New Astronomy, 2, 309-317 (1997/October-0)
Measuring the universal deceleration using angular diameter distances to clusters of galaxies.
Abstract (from CDS):
Recent simulations, as well as weak lensing and X-ray data, indicate that gas is a good tracer of the total mass in clusters. The constancy of the gas fraction f_g in clusters of galaxies can thus be used as a novel distance indicator f_g prop h^3/2 Omegab/Omega0. Assuming spherical symmetry and hydrostatic equilibrium allows us to infer f_g using only the beta-model parameters and an emission weighted temperature.

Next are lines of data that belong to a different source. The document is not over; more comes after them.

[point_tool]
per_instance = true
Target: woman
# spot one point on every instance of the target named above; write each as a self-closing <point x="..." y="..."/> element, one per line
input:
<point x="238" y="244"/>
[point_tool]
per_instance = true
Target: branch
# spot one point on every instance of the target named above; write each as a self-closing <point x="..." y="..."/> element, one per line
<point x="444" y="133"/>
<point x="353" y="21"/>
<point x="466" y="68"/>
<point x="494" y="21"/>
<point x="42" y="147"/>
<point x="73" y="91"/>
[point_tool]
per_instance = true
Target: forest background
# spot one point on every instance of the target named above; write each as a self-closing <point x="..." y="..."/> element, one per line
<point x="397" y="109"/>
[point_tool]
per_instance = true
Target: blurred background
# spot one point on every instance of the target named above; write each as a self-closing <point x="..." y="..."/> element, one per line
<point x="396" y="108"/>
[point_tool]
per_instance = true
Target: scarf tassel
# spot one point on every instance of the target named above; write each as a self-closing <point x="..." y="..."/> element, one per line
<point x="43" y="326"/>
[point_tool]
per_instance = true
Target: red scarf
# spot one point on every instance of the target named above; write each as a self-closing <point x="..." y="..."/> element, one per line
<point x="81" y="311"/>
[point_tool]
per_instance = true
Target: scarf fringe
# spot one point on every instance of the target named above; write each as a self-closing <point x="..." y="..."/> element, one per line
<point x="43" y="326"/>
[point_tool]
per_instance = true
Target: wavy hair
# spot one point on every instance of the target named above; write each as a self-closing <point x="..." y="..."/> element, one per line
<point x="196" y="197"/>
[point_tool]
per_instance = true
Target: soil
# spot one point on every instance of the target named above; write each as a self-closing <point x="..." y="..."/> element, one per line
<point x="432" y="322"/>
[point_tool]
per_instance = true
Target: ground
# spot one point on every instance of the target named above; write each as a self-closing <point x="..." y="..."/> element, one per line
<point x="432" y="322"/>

Even though none of the factors h, Omega_b, Omega_0 is individually known to high precision, the relative distances between clusters at high redshift can be used to infer the deceleration parameter q_0. Using this new model, the local population of clusters has a scatter of only 15% in the Hubble relation. The 3 clusters at redshift z ∼ 0.5 suggest q_0 approx 0.85 ± 0.29 with 1 - sigma statistical error. This result would argue against a cosmological constant. The method is robust to errors in the measurement of the core radius as long as the product of the central density and the core radius squared rho0rc^2 are well determined. However, this result may still be subject to unknown systematics such as cooling flows, which will require more detailed temperature maps, weak lensing data and numerical simulations to model accurately. Future lensing and X-ray data will dramatically improve the statistics.